—Mais à combien de degrés estime-t-on la température des espaces planétaires? demanda Nicholl.

—Autrefois, répondit Barbicane, on croyait que cette température était excessivement basse. En calculant son décroissement thermométrique, on arrivait à la chiffrer par millions de degrés au-dessous de zéro. C'est Fourier, un compatriote de Michel, un savant illustre de l'Académie des Sciences, qui a ramené ces nombres à de plus justes estimations. Suivant lui, la température de l'espace ne s'abaisse pas au-dessous de soixante degrés.

—Peuh! fit Michel.

—C'est à peu près, répondit Barbicane, la température qui fut observée dans les régions polaires, à l'île Melville ou au fort Reliance, soit environ cinquante-six degrés centigrades au-dessous de zéro.

—Il reste à prouver, dit Nicholl, que Fourier ne s'est pas abusé dans ses évaluations. Si je ne me trompe, un autre savant français, M. Pouillet, estime la température de l'espace à cent soixante degrés au-dessous de zéro. C'est ce que nous vérifierons.

—Pas en ce moment, répondit Barbicane, car les rayons solaires, frappant directement notre thermomètre, donneraient, au contraire, une température très élevée.

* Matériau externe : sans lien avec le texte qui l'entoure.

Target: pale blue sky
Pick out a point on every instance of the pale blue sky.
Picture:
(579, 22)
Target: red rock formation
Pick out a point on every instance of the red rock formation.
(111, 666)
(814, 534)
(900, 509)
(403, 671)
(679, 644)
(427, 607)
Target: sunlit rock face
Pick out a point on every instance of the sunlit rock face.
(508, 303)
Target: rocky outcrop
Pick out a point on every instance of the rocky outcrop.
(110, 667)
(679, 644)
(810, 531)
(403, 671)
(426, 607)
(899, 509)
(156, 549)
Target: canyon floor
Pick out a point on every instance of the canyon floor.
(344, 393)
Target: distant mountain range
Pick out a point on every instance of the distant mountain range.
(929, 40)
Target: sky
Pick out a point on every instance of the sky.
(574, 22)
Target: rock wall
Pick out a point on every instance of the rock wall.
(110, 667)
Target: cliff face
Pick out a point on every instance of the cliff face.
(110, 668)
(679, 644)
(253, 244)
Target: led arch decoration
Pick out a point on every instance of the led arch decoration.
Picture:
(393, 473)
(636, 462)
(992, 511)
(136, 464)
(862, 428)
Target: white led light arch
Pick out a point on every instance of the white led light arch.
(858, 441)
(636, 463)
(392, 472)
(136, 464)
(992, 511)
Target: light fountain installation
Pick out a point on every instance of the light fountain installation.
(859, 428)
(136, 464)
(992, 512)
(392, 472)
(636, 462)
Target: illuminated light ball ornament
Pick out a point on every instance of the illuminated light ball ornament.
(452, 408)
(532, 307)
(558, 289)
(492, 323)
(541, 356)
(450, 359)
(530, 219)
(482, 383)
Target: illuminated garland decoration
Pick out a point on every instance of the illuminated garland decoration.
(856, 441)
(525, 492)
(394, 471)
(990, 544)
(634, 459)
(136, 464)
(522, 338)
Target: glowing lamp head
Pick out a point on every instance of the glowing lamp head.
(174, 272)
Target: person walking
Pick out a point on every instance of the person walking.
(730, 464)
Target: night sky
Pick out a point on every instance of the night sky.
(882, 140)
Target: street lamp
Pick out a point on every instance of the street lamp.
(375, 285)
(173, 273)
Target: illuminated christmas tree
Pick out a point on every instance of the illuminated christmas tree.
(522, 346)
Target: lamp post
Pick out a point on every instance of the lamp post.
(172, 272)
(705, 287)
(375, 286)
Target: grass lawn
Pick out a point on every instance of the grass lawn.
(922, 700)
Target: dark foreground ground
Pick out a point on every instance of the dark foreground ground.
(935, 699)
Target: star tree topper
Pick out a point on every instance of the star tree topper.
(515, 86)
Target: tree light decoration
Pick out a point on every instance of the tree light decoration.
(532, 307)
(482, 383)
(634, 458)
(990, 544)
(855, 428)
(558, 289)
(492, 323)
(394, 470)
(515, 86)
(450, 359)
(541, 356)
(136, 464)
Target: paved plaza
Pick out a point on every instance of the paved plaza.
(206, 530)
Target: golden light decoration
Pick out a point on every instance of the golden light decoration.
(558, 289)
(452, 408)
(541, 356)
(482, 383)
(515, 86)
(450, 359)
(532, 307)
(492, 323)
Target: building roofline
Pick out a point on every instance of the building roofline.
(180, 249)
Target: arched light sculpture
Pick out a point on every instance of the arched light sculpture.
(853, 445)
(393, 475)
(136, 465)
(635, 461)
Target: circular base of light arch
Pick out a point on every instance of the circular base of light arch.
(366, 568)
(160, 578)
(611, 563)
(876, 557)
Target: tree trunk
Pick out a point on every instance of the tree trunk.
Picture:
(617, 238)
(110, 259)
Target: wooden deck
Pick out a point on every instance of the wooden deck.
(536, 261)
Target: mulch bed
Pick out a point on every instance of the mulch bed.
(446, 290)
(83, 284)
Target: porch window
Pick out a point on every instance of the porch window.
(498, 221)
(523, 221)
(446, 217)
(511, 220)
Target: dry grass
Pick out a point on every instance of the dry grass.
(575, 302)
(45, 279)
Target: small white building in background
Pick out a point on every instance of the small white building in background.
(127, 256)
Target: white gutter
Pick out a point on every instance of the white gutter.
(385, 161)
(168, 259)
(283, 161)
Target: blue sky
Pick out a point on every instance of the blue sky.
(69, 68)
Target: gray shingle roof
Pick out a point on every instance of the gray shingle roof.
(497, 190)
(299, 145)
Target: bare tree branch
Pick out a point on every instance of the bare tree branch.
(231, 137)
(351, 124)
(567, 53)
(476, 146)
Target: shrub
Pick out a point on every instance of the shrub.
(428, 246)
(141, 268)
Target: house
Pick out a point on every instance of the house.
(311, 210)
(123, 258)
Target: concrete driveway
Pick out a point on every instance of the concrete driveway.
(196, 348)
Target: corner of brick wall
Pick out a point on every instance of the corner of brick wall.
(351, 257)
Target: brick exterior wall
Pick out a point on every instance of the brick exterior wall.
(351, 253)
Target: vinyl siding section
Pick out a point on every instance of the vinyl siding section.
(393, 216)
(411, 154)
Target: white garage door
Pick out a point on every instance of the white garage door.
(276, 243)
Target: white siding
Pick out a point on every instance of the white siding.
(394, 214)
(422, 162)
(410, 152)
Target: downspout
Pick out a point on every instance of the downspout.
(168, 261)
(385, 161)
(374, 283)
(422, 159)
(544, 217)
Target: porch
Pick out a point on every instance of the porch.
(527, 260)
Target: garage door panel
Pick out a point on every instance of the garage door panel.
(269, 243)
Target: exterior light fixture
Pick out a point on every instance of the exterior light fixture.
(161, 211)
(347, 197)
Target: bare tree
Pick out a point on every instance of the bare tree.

Mais lorsque nous serons arrivés sur la Lune, pendant les nuits de quinze jours que chacune de ses faces éprouve alternativement, nous aurons le loisir de faire cette expérience, car notre satellite se meut dans le vide.

—Mais qu'entends-tu par le vide? demanda Michel, est-ce le vide absolu?

—C'est le vide absolument privé d'air.

—Et dans lequel l'air n'est remplacé par rien?

—Si. Par l'éther, répondit Barbicane.